We can use the same cURL command and Python in the previous section to interact with it.

For a more user-friendly experience, we can use a web-based chat interface that connects to the llama-server API. Open WebUI is a popular choice for this.

  1. Run the Open WebUI Docker container: You will need to run a separate Docker container for the UI and configure it to connect to your llama-server. It allows users to manage models, engage in conversations, and generally interact with the LLMs running on the llama-server backend.

    docker run -d -p 3000:8080 --add-host=host.docker.internal:host-gateway \
        --name open-webui --restart unless-stopped \
        ghcr.io/open-webui/open-webui:main
    
  2. Configure the connection: Once the container is running, open your web browser and navigate to http://localhost:3000. In the settings or “Connections” section, add a new OpenAI-compatible connection.

    • URL: http://host.docker.internal:8081/v1/ (The host.docker.internal is a special Docker DNS name that resolves to the host machine’s IP, allowing the UI container to reach the server container.)
    • API Key: Leave this field empty.
  3. Start chatting: After saving the connection, you should be able to select your model and interact with it through the chat interface.

running shell in container

You can also override the image’s default entrypoint by running a shell instead:

 docker run --privileged=true --name llama2 --entrypoint /bin/bash -it -v /home/opc/llama-cpp/models/:/models amperecomputingai/llama.cpp:latest

The shell will launch into the /llm folder where all the tools binary are. From here, you can run this to launch an interactive CLI to chat

./llama-cli -hf ggml-org/gemma-3-1b-it-GGUF

switching models

Unlike Ollama that can hot swap models from its local storage, the llama-server binary loads a single model file when it starts and does not have a built-in command to dynamically swap models while running. To change the model being served by llama-server, you must restart the server with the new model path specified in the -m flag.

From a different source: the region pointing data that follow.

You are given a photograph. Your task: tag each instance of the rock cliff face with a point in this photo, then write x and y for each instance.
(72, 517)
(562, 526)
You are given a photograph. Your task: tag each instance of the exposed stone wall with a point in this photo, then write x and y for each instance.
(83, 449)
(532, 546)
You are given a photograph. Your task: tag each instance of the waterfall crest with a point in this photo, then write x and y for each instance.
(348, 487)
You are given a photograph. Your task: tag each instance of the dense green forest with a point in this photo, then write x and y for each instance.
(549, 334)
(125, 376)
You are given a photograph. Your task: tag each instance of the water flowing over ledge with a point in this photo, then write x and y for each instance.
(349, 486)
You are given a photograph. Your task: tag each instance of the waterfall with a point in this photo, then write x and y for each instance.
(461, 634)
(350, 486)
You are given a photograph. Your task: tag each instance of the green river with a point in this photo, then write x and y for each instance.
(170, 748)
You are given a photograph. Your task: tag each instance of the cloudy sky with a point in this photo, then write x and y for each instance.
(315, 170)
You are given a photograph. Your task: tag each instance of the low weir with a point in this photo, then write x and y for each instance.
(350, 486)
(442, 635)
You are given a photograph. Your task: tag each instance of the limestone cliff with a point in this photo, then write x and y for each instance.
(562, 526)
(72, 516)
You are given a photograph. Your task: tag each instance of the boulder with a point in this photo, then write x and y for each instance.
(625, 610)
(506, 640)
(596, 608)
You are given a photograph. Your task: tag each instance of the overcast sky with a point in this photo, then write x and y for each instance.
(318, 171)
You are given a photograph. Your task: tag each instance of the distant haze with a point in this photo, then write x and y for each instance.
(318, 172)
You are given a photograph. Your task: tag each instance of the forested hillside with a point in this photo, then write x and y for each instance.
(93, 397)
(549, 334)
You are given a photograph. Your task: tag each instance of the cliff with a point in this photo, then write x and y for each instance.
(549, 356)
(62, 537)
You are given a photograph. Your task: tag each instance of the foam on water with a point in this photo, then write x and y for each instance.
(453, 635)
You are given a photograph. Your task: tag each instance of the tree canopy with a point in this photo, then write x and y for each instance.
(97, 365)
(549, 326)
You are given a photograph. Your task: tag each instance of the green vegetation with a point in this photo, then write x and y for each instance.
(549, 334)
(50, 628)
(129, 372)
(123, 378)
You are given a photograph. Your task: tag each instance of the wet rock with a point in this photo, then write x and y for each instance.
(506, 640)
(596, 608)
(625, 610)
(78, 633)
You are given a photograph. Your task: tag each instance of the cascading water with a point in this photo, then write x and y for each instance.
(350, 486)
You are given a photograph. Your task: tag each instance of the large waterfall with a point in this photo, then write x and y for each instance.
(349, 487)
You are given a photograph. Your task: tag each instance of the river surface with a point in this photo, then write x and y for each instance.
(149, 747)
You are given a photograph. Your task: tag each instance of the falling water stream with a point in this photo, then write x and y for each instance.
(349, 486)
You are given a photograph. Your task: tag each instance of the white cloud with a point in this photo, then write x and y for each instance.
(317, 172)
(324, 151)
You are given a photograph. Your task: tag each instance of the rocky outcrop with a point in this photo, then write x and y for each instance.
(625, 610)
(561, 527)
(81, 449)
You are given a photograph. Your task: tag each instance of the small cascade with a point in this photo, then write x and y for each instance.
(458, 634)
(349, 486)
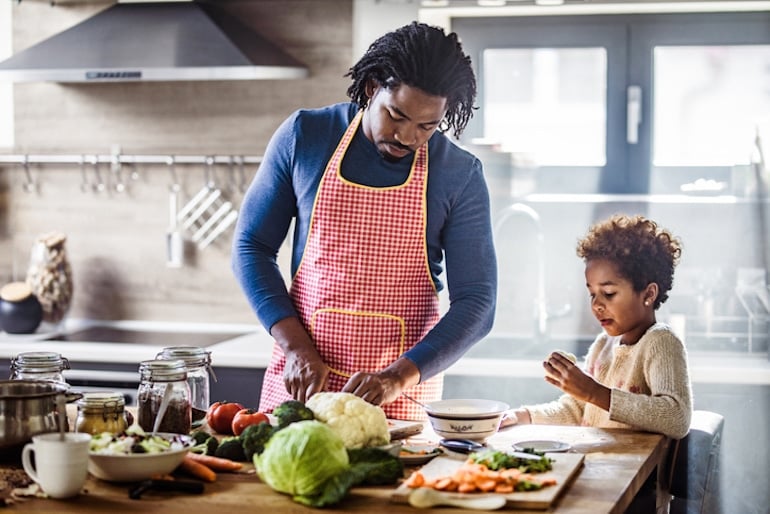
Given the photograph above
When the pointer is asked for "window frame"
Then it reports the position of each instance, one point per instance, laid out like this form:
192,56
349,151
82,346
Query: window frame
629,40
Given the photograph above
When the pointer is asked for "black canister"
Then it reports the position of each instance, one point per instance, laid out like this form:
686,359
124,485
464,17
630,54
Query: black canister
20,310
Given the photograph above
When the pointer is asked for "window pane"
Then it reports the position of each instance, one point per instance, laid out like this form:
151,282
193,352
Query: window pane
548,104
708,103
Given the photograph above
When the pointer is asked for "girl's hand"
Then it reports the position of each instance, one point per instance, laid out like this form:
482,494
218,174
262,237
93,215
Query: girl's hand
518,416
567,376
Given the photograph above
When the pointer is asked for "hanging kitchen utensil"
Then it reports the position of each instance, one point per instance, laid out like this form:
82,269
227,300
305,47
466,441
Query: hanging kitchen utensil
30,186
174,239
207,214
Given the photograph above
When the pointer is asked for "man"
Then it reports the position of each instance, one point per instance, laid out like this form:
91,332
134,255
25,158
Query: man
381,198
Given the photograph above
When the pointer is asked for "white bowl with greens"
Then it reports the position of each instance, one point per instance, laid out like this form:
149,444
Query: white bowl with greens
132,457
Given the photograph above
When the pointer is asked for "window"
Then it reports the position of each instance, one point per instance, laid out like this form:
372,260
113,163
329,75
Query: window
560,91
653,114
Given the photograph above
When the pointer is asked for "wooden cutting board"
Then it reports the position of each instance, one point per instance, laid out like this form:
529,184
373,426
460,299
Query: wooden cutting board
565,467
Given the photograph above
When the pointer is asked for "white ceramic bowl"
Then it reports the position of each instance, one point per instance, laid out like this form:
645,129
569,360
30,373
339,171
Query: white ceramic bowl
136,467
466,418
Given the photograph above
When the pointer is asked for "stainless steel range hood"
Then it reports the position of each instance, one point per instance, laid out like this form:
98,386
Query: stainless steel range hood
154,41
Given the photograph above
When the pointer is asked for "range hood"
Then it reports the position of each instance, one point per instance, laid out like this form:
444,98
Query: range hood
154,41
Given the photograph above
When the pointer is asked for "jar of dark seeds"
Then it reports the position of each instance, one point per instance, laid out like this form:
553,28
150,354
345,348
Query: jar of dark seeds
198,364
164,392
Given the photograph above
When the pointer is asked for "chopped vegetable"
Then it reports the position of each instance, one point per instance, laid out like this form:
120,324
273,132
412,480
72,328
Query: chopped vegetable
134,440
292,411
356,421
495,459
381,467
473,477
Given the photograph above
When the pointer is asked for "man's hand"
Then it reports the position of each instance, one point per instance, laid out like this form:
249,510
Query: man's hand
384,386
305,372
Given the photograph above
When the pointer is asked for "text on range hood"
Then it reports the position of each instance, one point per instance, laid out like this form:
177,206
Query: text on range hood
154,41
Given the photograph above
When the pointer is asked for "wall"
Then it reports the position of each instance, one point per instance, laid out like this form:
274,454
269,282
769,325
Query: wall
116,241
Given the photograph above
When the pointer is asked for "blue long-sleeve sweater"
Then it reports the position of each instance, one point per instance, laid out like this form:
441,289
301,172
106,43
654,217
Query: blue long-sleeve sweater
459,233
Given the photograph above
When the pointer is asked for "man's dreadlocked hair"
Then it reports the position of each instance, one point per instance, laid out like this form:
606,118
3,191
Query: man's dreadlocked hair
424,57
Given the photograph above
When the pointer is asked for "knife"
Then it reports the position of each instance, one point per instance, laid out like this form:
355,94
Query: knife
462,445
185,486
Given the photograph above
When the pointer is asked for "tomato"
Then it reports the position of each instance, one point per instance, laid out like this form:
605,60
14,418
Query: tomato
246,417
220,415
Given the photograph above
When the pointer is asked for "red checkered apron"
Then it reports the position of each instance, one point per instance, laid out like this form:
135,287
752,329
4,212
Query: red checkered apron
363,288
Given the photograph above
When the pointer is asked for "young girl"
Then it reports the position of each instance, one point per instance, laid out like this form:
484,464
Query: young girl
636,370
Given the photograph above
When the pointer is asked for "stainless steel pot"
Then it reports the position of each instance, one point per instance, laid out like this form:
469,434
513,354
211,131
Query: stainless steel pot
27,408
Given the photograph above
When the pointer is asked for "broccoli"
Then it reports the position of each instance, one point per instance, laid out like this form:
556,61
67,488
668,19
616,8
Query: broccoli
290,411
230,448
200,436
378,466
254,438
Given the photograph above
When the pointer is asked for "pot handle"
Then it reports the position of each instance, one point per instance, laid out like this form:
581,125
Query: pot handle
71,396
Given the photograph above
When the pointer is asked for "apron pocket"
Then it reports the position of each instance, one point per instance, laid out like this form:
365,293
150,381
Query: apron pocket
351,341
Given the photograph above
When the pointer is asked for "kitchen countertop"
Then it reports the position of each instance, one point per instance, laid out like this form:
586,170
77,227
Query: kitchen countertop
250,347
616,464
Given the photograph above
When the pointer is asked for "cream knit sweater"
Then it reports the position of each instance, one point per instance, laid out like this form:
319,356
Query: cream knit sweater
650,386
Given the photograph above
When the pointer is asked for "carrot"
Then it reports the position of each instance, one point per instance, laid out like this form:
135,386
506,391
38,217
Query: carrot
216,463
416,479
472,477
197,469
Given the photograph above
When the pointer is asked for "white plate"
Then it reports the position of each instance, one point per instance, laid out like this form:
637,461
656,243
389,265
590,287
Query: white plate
400,429
422,453
541,446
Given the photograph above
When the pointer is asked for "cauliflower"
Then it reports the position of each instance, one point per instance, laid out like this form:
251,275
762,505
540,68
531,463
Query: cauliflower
359,423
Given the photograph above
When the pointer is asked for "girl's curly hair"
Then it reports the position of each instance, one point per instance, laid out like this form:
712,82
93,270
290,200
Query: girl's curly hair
642,251
424,57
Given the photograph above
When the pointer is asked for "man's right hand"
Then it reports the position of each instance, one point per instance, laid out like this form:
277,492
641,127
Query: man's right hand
305,372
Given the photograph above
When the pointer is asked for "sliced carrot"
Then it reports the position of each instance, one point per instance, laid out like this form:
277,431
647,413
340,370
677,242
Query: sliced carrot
446,484
466,487
416,479
197,469
216,463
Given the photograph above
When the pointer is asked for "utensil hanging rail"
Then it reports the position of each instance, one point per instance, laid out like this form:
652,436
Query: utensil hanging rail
127,159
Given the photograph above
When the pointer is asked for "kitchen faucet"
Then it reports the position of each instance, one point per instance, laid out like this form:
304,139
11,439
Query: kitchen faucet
542,315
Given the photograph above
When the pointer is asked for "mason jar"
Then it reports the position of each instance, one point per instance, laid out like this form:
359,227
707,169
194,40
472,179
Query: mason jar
39,366
164,393
198,364
101,412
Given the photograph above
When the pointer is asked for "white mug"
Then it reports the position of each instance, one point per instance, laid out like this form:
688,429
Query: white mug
61,467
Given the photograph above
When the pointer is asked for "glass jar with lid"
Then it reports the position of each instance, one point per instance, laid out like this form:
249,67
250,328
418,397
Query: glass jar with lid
101,412
164,393
39,366
198,364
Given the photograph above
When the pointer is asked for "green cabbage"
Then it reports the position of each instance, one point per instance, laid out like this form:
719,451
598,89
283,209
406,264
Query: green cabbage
299,459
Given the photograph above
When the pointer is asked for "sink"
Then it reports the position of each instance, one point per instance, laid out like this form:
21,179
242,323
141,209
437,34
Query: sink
149,333
104,334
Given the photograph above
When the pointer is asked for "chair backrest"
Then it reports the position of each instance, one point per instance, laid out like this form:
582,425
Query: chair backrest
694,460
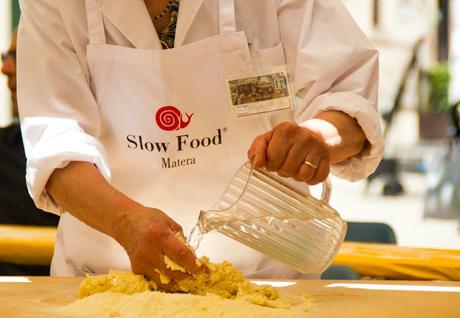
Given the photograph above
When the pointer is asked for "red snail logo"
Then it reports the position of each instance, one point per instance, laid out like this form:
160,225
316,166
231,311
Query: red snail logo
170,118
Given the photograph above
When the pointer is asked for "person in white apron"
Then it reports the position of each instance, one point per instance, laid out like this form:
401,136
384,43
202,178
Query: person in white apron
160,140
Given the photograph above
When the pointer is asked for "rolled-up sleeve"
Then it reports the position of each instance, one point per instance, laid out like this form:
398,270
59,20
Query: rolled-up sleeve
333,66
59,115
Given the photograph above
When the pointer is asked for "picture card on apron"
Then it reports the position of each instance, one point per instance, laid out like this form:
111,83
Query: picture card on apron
259,92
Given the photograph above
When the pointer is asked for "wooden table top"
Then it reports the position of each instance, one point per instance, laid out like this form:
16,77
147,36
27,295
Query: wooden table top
34,245
344,299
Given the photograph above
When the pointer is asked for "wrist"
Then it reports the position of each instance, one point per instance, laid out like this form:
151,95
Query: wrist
122,211
327,131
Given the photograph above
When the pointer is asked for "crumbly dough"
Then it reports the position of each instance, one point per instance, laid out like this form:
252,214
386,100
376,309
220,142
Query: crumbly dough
158,304
222,291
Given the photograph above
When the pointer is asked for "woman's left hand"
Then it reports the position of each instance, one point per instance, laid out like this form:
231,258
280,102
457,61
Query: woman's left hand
292,151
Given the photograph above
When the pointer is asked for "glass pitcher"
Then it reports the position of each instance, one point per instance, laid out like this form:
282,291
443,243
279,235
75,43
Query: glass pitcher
260,210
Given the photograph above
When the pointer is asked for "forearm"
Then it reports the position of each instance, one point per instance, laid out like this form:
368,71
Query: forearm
340,131
82,191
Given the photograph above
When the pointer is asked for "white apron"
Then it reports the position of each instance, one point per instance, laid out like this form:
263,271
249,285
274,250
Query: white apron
170,137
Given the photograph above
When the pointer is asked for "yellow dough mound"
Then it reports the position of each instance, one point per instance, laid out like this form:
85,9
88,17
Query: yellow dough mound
157,304
221,279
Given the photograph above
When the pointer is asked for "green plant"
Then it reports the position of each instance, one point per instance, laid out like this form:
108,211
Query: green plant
439,80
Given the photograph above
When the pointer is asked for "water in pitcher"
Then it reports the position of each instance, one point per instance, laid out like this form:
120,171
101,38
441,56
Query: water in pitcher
261,212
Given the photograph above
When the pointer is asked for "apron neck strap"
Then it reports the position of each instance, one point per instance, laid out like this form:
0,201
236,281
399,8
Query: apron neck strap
227,20
96,30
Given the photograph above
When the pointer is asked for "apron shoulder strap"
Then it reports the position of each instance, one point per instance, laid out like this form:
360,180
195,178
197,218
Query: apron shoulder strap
96,30
227,21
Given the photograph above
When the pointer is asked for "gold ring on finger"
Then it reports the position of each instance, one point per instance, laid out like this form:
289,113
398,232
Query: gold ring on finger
311,165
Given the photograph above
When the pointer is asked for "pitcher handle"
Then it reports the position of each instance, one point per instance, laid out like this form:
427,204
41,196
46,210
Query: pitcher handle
327,189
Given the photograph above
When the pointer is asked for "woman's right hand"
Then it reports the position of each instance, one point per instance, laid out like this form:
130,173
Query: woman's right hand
148,235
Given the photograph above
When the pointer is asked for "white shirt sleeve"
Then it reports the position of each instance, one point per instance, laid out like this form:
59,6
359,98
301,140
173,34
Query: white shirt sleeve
333,67
59,115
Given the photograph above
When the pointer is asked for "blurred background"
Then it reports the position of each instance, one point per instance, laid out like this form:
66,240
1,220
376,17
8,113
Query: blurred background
413,199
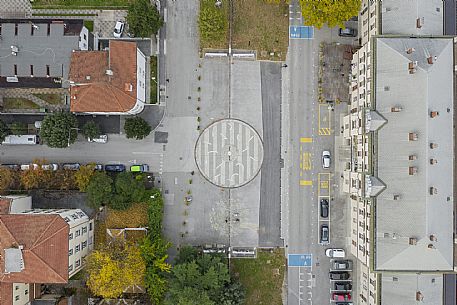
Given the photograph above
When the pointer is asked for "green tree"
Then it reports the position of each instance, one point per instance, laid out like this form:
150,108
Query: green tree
18,128
212,22
91,130
59,129
330,12
137,128
143,18
99,190
4,131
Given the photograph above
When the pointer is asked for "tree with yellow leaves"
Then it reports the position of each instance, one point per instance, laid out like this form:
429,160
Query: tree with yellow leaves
114,269
330,12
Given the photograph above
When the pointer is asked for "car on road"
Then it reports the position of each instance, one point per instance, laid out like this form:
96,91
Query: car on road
139,168
341,265
338,276
71,166
347,32
115,167
324,235
324,208
118,29
51,166
343,286
335,252
336,296
103,138
325,159
12,166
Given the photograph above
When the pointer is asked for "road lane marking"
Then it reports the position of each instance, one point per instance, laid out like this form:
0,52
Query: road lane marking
306,182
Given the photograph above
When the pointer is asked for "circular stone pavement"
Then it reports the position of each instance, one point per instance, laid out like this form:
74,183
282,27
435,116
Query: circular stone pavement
229,153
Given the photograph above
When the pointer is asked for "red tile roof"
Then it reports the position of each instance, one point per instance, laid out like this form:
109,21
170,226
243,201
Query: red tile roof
45,247
96,91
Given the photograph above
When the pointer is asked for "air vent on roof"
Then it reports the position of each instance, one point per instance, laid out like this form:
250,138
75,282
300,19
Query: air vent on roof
413,136
412,170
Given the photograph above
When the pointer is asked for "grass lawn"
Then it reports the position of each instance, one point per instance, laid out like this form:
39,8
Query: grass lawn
54,99
222,41
81,3
262,26
153,89
260,277
18,103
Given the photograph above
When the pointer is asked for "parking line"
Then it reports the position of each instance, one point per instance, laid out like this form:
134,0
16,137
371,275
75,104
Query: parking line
306,182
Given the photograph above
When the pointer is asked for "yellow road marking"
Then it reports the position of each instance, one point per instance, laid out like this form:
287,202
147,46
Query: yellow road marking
306,182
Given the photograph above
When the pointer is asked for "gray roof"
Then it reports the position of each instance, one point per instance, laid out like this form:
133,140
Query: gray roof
415,213
401,289
400,17
39,50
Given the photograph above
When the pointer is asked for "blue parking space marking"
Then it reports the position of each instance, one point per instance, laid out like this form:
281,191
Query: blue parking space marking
301,32
300,260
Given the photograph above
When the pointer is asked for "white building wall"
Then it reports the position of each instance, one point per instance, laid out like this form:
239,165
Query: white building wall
21,294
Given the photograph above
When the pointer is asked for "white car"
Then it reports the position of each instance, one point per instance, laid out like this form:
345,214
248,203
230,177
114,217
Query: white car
118,29
335,252
326,159
103,138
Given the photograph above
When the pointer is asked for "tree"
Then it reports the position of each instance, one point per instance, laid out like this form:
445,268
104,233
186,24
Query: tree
6,178
143,18
83,176
18,128
99,190
4,131
212,22
91,130
137,128
112,270
59,129
330,12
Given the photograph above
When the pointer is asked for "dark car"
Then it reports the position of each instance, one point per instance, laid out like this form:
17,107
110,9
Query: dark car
324,234
338,275
71,166
324,208
343,286
347,32
115,168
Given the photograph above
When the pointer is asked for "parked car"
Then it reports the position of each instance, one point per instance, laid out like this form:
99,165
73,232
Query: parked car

If your goal is to have multiple models accessible at the same time, you have two primary options:

  1. Run a separate server for each model: Start a new llama-server container for each model and use a different port for each one to avoid conflicts.
  2. Use a model management proxy: Tools like llama-Swap or FlexLLama can act as a proxy. You configure them with a list of your models and their paths. These proxies listen on a single port and automatically start and stop llama-server based on the model selected in your API request (i.e., hot swapping). After the server started, they proxy your HTTP requests to it.